Global inflation impact

  • Headline CPI addition: +3%
  • Food prices: +7%
  • Transport costs: +10%
  • Manufacturing costs: +4.5%
  • Peak inflation expected: October/November 2026

Second-order effects

  • Agriculture (high, 3-6 months): Increased fertilizer costs will raise agricultural production expenses, potentially leading to higher food prices and reduced yields if farmers cut back on fertilizer use. Consumer price impact: +5%.
  • Manufacturing (high, 2-5 months): Higher petrochemical and aluminum prices will increase input costs for various manufacturing industries, from plastics to automotive, leading to higher consumer goods prices. Consumer price impact: +3.5%.
  • Shipping & Logistics (critical, Immediate and ongoing): Exorbitant VLCC freight rates will significantly increase the cost of transporting goods globally, impacting all sectors reliant on international trade. Consumer price impact: +2%.
  • Energy-intensive industries (high, 1-3 months): Industries with high energy consumption, such as chemicals, steel, and cement, will face substantial increases in operational costs due to rising crude oil and natural gas prices. Consumer price impact: +4%.

Winners & losers

Hardest hit

  • Shipping Companies (reliant on Hormuz)
  • Petrochemical Manufacturers
  • Airlines
  • Automotive

Benefiting

  • Oil & Gas Producers (outside Middle East)
  • Alternative Energy

Methodology

Input-output economic modeling tracing energy cost propagation through industrial supply chains.

Analyst note

The closure of the Strait of Hormuz represents a critical and immediate supply shock to global energy markets. The current crude oil prices, while elevated, do not yet fully reflect the sustained impact of 14M bbl/day disruption. VLCC freight rates have already reacted sharply, indicating the severe logistical challenges. The cascade will be felt across all energy-intensive industries and consumer goods, with significant inflationary pressures building over the next 3-6 months. The lack of spot price data for several key commodities suggests market illiquidity and uncertainty, which typically precedes further price volatility. Geopolitical tensions remain extremely high, suggesting a prolonged crisis.

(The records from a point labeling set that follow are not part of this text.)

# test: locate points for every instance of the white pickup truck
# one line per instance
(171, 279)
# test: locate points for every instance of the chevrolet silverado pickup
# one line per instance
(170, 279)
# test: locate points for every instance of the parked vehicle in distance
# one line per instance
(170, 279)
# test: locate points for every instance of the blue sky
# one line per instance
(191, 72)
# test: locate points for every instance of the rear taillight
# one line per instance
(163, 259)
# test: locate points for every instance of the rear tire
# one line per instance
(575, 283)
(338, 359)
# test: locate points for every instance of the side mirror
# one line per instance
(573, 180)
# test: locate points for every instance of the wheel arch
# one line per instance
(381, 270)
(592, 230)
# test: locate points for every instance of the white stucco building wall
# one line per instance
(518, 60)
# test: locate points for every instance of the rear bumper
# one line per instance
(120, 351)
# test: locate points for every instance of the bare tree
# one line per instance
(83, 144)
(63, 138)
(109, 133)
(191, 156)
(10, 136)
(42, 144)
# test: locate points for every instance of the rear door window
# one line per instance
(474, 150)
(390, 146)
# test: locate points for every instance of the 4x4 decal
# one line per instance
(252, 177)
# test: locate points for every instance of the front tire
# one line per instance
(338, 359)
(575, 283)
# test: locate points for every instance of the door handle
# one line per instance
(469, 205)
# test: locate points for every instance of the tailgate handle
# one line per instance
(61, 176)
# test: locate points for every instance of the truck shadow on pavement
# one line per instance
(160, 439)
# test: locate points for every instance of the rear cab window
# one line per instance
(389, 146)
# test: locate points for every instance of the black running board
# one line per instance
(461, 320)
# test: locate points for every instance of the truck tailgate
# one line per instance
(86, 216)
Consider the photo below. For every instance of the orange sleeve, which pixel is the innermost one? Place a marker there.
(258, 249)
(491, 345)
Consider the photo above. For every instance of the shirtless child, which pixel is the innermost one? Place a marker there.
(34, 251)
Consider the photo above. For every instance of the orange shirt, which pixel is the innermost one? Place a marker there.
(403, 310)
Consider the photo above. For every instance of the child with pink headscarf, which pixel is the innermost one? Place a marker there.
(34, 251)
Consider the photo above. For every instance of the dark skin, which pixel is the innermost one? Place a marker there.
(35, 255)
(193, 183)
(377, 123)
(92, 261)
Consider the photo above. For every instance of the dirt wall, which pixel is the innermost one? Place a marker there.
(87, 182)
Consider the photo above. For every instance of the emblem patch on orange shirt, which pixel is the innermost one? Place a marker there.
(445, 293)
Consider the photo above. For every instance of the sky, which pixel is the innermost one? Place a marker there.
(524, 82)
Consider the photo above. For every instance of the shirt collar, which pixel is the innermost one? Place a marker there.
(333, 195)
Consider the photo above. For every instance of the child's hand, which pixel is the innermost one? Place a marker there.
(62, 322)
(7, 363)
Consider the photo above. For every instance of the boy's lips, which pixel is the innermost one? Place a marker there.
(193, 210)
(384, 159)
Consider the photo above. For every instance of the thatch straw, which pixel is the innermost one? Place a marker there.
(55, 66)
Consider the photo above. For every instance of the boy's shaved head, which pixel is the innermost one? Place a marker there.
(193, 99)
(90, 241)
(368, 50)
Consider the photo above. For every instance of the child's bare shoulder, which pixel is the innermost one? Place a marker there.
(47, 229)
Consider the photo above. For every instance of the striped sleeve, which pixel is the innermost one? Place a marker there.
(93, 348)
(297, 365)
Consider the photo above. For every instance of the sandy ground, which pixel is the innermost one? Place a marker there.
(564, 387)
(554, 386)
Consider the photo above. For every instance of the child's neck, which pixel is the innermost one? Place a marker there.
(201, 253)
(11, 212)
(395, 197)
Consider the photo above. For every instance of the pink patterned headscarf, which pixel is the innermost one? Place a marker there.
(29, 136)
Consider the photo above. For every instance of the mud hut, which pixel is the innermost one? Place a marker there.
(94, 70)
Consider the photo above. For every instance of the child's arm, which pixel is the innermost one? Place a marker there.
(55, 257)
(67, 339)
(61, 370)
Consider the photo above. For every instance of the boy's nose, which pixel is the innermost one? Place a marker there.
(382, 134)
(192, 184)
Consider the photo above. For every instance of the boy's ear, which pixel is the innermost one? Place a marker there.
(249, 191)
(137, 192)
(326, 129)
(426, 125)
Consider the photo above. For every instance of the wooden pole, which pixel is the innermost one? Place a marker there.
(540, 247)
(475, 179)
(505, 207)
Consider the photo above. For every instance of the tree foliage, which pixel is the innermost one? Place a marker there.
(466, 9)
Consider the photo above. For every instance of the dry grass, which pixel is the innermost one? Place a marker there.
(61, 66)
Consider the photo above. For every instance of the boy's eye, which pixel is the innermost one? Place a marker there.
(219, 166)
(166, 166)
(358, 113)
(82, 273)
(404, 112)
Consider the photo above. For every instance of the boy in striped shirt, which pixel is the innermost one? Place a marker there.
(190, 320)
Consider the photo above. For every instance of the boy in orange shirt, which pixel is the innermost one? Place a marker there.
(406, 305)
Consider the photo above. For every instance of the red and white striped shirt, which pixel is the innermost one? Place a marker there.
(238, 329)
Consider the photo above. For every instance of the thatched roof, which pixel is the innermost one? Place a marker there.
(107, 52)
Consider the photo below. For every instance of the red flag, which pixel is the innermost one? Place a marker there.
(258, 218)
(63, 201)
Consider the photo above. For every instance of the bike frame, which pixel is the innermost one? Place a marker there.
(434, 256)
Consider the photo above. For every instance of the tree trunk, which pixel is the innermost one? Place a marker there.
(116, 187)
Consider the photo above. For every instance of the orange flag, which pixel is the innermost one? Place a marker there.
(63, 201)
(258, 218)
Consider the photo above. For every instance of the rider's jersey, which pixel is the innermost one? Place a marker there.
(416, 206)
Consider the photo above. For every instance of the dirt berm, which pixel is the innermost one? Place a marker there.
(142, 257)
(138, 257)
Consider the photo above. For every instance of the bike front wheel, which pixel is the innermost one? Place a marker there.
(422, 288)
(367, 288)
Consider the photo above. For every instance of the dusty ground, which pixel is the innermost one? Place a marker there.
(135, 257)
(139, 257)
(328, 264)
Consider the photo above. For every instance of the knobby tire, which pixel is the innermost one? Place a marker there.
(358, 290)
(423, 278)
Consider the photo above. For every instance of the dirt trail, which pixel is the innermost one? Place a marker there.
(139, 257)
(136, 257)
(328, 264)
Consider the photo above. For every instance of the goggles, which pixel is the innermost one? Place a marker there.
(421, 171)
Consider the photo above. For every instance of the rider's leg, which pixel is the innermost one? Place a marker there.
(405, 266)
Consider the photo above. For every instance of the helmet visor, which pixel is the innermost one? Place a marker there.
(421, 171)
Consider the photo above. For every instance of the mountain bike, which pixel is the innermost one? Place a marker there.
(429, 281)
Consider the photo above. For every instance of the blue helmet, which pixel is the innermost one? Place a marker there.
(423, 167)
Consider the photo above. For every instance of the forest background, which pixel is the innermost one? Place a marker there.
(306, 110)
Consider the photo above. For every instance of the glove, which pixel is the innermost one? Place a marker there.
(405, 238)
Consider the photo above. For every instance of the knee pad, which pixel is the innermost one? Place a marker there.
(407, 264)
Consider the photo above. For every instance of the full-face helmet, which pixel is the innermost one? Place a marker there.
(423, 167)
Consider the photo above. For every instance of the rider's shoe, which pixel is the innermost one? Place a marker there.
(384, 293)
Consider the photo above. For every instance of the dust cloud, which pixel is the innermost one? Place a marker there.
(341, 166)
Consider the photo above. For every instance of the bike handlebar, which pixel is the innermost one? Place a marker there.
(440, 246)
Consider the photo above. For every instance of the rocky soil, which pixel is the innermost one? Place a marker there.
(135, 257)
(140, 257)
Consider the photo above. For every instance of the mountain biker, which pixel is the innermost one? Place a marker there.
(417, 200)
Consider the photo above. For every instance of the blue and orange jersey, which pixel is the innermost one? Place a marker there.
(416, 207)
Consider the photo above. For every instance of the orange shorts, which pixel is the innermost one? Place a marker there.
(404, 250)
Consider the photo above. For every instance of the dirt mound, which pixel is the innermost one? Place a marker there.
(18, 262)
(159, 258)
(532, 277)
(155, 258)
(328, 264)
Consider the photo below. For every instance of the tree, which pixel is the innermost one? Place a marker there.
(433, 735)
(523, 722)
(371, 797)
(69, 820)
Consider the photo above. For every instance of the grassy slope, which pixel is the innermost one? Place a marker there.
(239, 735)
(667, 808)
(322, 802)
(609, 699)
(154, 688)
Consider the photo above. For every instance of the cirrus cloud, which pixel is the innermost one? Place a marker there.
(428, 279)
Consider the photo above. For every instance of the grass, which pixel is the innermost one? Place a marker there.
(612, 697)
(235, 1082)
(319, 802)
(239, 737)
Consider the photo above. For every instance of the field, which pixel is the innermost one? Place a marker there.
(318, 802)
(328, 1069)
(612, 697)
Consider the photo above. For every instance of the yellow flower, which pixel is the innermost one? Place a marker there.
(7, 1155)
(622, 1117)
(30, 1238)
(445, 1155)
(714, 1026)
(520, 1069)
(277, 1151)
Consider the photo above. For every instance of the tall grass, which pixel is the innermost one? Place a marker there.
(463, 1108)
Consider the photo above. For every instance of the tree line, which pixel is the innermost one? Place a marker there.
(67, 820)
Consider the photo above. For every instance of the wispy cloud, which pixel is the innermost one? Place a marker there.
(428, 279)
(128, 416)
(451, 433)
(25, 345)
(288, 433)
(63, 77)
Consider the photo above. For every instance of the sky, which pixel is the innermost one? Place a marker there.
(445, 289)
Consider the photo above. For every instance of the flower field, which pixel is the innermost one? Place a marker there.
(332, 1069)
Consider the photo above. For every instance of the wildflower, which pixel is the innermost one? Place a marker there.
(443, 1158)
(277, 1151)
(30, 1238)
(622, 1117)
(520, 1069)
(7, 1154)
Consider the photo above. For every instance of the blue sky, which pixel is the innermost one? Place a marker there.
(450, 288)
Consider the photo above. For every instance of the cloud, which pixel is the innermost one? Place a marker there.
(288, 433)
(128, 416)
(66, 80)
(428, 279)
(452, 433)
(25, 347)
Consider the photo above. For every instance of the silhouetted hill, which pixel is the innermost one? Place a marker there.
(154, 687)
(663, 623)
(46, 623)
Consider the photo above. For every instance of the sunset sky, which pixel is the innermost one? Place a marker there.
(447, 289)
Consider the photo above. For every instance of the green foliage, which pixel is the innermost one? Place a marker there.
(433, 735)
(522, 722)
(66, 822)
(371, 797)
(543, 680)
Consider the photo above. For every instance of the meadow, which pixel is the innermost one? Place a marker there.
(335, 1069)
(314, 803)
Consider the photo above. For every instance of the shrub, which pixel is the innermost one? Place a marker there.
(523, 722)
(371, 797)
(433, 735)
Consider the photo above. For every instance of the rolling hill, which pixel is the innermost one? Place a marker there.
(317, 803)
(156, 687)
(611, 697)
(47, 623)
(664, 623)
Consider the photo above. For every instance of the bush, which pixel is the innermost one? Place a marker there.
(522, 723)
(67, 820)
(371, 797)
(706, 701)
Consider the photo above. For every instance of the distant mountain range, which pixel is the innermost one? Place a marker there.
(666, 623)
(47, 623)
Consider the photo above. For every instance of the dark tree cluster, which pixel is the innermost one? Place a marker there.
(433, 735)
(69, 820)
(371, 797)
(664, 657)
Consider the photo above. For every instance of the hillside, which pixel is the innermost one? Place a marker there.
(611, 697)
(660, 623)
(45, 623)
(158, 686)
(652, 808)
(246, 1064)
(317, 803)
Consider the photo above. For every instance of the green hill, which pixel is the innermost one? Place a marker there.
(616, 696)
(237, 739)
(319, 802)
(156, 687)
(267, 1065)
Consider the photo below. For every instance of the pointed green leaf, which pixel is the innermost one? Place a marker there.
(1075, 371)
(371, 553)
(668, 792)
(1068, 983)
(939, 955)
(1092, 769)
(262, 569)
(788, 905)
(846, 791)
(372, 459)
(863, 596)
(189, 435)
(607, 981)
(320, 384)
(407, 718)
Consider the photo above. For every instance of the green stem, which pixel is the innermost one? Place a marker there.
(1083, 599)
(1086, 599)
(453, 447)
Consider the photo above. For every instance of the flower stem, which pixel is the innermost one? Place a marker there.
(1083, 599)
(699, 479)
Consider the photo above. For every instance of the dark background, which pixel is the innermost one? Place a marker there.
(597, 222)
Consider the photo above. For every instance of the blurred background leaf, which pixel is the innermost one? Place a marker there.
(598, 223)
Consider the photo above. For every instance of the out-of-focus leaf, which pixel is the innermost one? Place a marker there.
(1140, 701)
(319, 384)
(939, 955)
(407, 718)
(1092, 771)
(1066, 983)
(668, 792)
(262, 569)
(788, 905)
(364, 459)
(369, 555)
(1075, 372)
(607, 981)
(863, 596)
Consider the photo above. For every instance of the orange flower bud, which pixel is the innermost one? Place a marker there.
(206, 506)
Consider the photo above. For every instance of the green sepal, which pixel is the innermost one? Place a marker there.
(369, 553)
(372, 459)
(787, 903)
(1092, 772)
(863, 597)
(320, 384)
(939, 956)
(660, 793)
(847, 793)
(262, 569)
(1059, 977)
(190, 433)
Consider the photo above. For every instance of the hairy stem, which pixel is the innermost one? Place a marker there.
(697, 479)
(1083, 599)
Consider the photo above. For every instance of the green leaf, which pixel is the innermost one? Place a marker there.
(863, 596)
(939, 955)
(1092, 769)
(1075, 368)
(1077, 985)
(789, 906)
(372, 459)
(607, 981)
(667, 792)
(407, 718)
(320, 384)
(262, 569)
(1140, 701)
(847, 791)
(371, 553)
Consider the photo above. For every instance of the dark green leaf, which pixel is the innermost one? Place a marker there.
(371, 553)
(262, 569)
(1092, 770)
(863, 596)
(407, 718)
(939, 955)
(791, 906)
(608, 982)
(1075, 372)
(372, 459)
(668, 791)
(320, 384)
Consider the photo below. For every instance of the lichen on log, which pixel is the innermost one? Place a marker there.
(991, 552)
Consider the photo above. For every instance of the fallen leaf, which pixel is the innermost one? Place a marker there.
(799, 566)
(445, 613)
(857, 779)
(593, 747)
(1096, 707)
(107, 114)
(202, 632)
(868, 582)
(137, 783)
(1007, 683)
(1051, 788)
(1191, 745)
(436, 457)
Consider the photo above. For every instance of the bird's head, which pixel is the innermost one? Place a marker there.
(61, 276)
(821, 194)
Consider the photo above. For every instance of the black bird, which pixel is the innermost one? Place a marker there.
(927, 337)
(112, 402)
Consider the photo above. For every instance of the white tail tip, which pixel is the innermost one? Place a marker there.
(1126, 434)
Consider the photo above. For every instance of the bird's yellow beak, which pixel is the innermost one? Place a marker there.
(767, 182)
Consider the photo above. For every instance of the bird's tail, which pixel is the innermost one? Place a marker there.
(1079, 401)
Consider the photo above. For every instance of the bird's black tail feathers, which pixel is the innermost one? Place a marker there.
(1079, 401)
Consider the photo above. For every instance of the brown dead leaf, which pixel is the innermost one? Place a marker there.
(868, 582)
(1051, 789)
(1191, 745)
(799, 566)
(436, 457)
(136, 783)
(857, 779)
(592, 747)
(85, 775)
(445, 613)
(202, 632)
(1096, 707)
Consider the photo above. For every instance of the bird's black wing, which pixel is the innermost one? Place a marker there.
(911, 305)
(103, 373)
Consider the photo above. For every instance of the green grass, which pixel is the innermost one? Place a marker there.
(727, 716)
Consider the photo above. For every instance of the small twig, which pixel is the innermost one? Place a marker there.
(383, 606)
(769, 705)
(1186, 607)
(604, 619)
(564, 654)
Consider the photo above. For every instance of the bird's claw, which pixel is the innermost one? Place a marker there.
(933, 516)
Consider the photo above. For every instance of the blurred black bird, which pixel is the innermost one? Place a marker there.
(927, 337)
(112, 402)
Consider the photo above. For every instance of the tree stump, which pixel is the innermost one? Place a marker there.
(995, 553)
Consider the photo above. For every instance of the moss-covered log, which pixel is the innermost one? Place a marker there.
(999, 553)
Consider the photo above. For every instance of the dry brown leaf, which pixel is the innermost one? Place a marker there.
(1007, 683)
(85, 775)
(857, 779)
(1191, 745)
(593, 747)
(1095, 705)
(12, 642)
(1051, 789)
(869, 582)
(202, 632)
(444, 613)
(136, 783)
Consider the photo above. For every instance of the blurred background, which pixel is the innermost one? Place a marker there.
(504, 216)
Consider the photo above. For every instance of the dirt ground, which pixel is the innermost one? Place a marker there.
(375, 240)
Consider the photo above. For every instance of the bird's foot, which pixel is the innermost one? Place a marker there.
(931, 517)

Frequently asked questions

How do oil prices affect fertilizer costs?
Natural gas is the primary feedstock for ammonia production, the base for nitrogen fertilizers. When oil prices spike, natural gas prices follow (10-20 day lag), increasing ammonia costs by 30-50%, which cascades into fertilizer prices within 30-45 days.
Which commodities are most affected by oil price increases?
Based on current data, the most impacted commodities are: VLCC tanker freight (+41.24%), WTI Crude (+40.64%), Brent Crude (+32.22%), Petrochemicals (+21.64%), Methanol (+2.44%).
How long does it take for oil price changes to affect food prices?
Food prices typically lag oil prices by 45-60 days. Based on current data, peak food inflation impact is expected in October/November 2026.
What is a commodity cascade effect?
A commodity cascade is the sequential impact of a price shock in one commodity (like crude oil) propagating through related commodities via supply-chain dependencies, each with a characteristic lag and amplification factor.
How does the Hormuz crisis affect global inflation?
The crisis is projected to add +3% to headline CPI globally through energy cost pass-through into transport, manufacturing, and food production.